On the other hand, is being nice to people like that really the right way? Is there even a right way? Isn’t opposing someone who endangers other living creatures common sense? Or at least, it should be? I mean, I am a fucking vegan, because I don’t want to support animal suffering with my lifestyle (at least as far as possible) – how could I be nice to someone who disregards the safety of other human beings?
Shall I be like “Oh, excuse me, Sir, but with all due respect, I do think it might be a wise idea to reconsider your opinion on wearing a mask and the scope of the pandemic. Maybe there is additional information available of which you are not aware of”?
Would it have changed anything? I have no idea. My experience tells me that it often doesn’t really matter what I say. People rarely change their opinions by mere debate. They usually do it, when external circumstances force them to. I myself have experienced that many times in my life. Am I a bully just because I call people out who don’t respect the health of others? I refuse to believe that. Respect is not a one-way-road.
Fuck. I feel so drained. Maybe I should abstain from this stuff for a while. It causes so much emotional turmoil. But I simply cannot stay silent whenever I see dangerous shit like that. I refuse to give up this fight. I might not care about myself but others. I sound pathetic. I know. I am still searching for my reason to live. To get up every day and keep on going.
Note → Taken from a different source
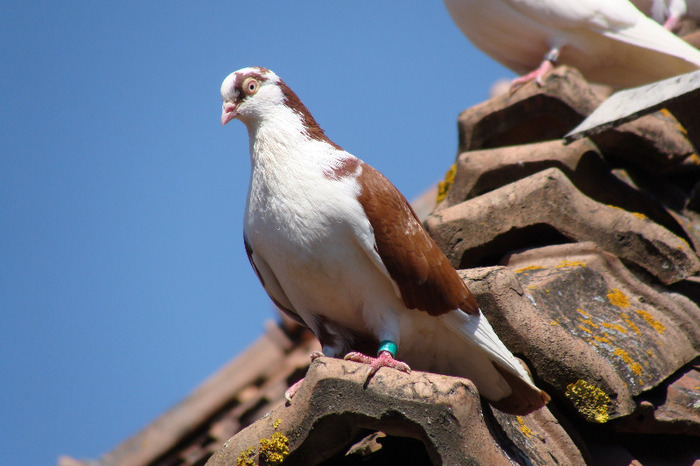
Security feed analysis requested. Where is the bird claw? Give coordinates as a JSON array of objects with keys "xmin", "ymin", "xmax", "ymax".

I haven’t found it, yet. Maybe one day I will. If I make it there. It’s worth a shot, I guess. Two days ago I had a pretty rough night. Thought a lot about suicide. Once again. And how unfair it is that I care too much about other people to ever go through with it. What a fucking irony.
Purpose. Everybody needs a purpose. Aye. Then give me one. At this point, I am pretty much open to anything. It will probably bore me to death after three days, but hey, you miss every shot you don’t take. As long as you don’t shoot yourself, you can even try the next one. I am thinking whether I should come back to write daily. Structure my thoughts a bit. Reflect on my mood-swings and the various adventures of my daily life. There are plenty. Not. Who am I trying to convince here? Every day feels like the previous one. Purpose. I need one. But how? Sometimes I wish I was religious. I could just ask my almighty, invisible friend, he would ignore me and I would be like “Aight, I like that plan”. Life could be so simple. I must have missed the difficulty options at the start. Appears to me I’m on nightmare. Dying isn’t an option but neither is living. Fucking dichotomy.
I’m a monkey. Wrapped in a suit. I’m an approval junkie. I just want applause, applause.